Wednesday, 6 November 2024

Biking About (No.4)

    


    Back in November 2023, I put away my bike and the odometer displayed the number 6009. Although the weather is nice now, I probably will not be riding it again this year. We leave for Vancouver today for two weeks and it is likely I will be shovelling rather than biking when I return. 
   I took this picture yesterday and it looks like I pedalled just over 1400K during our brief summer period. It appears that I did about the same distance last year. I probably could have gone farther if I had one of those fancy Spandex biking outfits. 
   The main purpose of this post is that it provides me with a record of my summer cycling accomplishments and it gives you something to read which doesn't involve the American election.
   For more fascinating details see: "Biking About (No.3) and this one. To see if biking affects your sex life read, "Biking About." It had no affect on mine. 

The Cundill History Prize Winner

Kathleen DuVal    


   An election was held south of our border and you may need a distraction from it. I have been busy and the weather nice so the only thing I will offer quickly is an update to the Cundill post immediately below this one.
   The winner of the approximately $100,000 (CDN) is the American historian Kathleen DuVal and her book is: Native Nations: A Millenium in North America (the London Public Libraries have copies, but they are all out as I write.) She is also the author of, Independence Lost and The Native Ground: Indians and Colonists in the Heart of the Continent and teaches at the University of North Carolina at Chapel Hill. 
   For more about the Cundill see my post below. The winning announcement is available at the Cundill website at McGill. The folks in the History Department at UNC are happy as you will see here. 
  Among the news announcements see: "Kathleen DuVal Wins $75k Cundill History Prize, by Melina Spanoudi, The Bookseller, Oct. 31, 2024. 

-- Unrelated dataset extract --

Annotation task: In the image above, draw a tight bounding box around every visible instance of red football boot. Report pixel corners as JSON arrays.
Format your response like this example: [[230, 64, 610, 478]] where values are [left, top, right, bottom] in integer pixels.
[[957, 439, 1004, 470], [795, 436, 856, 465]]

"The winning book is the culmination of a 25-year project, in which DuVal shows how, before colonisation, Indigenous peoples adapted to climate change and instability. The author refutes that the arrival of Europeans led to the end of Indigenous civilisations in North America, demonstrating the relationships that developed between nations.
Lisa Shapiro, dean of the faculty of the Arts at McGill, added: “DuVal’s winning book truly embodies the Cundill History Prize’s aims. It is not only an outstanding achievement in historical scholarship, but it also engages the reader and dramatically reorients our perspectives on North America. It demonstrates the real significance of history writing.”